More formally, relocations with addend are described by the Elf64_Rela structure :
typedef struct
{
Elf64_Addr r_offset; /* Address */
Elf64_Xword r_info; /* Relocation type and symbol index */
Elf64_Sxword r_addend; /* Addend */
} Elf64_Rela;
(r_info holds two informations in a single qword : the type of relocation on the 4 lower bytes, and the symbol index in the symbol table on the 4 most significant bytes).
When ld.so reads the relocation table, it iterates over the relocation entry and overwrites with a specific value depending on the type of relocation. As you will see later, only 3 types are of interest for us. In the following, S denotes the value of the symbol and A the addend.
R_X86_64_64(=1) : effectively doing alea [addr], [S+A]R_X86_64_COPY(=5) : effectively doing amov [addr], [S]R_X86_64_RELATIVE(=8) : effectively doing amov [addr], A
For more details, I found those two resources pretty useful : https://intezer.com/blog/malware-analysis/executable-and-linkable-format-101-part-3-relocations/ and https://docs.oracle.com/cd/E23824_01/html/819-0690/chapter6-54839.html.
Again, let’s use radare2 to dump the relocation table of the initial program.
The program interpreter will thus be executing those two following instructions :
mov [0x42048], [value of sym1]
mov [0x42068], [value of sym2]
effectively replacing the relocation table and its size, as was previously noticed.
Symbol table
Now, what are the values of the symbols indexed by 1 and 2 ? For this, we need to take a look at the symbol table at 0x42080.
Each entry is an Elf64_Sym struct of 24 bytes :
typedef struct
{
Elf64_Word st_name; /* Symbol name (string tbl index) */
unsigned char st_info; /* Symbol type and binding */
unsigned char st_other; /* Symbol visibility */
Elf64_Section st_shndx; /* Section index */
Elf64_Addr st_value; /* Symbol value */
Elf64_Xword st_size; /* Symbol size */
} Elf64_Sym;
What is really of interest for us here is the st_value field : symbol 1 holds the value at address st_value=0x43000 (0x43730) and symbol 2 st_value=0x43008 (0x60).
And this explains the observed diff in the first two versions (here).
The next steps
Manually decoding the second step
Repeating the same process, let’s see what happens in the next step.
-
Relocation table :
-
Symbol table (does not change) :
-
Value of symbols (does not change):
Initially, 0x420a0 contains the address of the current relocation table (0x43000).
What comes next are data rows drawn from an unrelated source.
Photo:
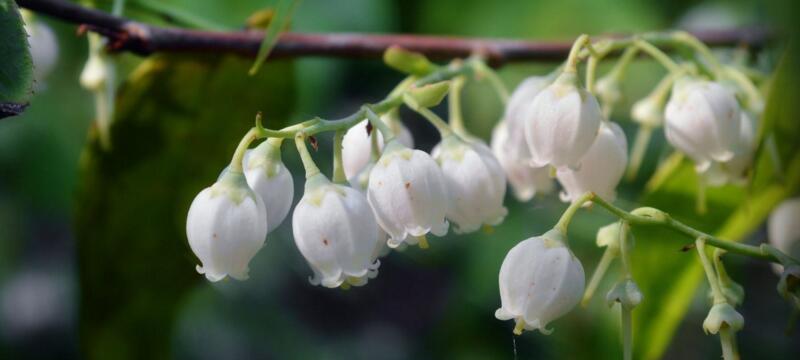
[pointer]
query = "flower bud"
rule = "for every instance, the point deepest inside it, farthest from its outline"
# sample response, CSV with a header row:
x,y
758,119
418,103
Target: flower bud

The first executed instruction is
lea [0x420a0], [0x43000 + 0x10]
0x420a0 is the address at which is stored the value of the second symbol (index 1). So now, the value of this symbol is 0x43010. The next instruction then reads as
mov [0x42048], [0x43010]
which updates the location of the relocation table for the next time this binary is loaded by ld.so.
Then,
lea [0x420b8], [0x43010 + 0x8]
updates the value of the second symbol to 0x43018, and finally
mov [0x42068], [0x420b8]
updates the size of the relocation table for the next generation.
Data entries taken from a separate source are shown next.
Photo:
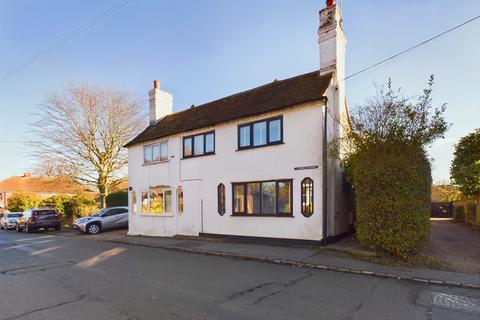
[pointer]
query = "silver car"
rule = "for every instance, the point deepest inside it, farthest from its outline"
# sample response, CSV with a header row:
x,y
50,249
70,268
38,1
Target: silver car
x,y
9,220
107,218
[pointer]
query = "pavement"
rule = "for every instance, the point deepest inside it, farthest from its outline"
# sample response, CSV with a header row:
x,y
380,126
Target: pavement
x,y
305,257
60,276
The hidden instruction pointer
I find it more intuitive to think about the previous instructions in terms of pointers :
*0x420a0 <- *0x420a0 + 0x10
*0x42048 <- **0x420a0
*0x420b8 <- *0x420a0 + 0x8
*0x42068 <- **0x420b8
Don’t forget : address 0x42048 holds the current relocation table, and 0x42068 holds its size. This starts to make sense : a relocation table is kind of a sequence of instructions, and 0x420a0 is like a instruction pointer (here a pointer in an array of relocation table pointers).
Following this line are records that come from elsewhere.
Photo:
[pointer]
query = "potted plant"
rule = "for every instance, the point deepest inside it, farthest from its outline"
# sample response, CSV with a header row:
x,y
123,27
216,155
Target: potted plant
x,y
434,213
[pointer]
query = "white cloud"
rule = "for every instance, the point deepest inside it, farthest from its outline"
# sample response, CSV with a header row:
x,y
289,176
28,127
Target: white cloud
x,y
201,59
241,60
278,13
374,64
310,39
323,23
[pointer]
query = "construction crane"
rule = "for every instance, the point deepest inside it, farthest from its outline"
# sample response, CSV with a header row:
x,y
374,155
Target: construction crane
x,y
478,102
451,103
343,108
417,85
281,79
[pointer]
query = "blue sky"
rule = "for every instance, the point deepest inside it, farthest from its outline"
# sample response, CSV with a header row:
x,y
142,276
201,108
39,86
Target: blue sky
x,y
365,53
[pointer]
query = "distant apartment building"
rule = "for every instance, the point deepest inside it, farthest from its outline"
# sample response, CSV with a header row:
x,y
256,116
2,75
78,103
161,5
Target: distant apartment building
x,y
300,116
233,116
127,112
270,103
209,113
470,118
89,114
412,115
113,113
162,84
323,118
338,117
(Almost) every time the binary replicates itself, this pointer is incremented by 0x10. The first 8 bytes are the address of the next relocation table, and the next 8 bytes are its size. The only exception to this rule should happen when branching due to loops or conditions.
It can be seen in the next versions that all relocation tables look the same : some core relocations, followed by an update of the relocation table pointer and relocation table size.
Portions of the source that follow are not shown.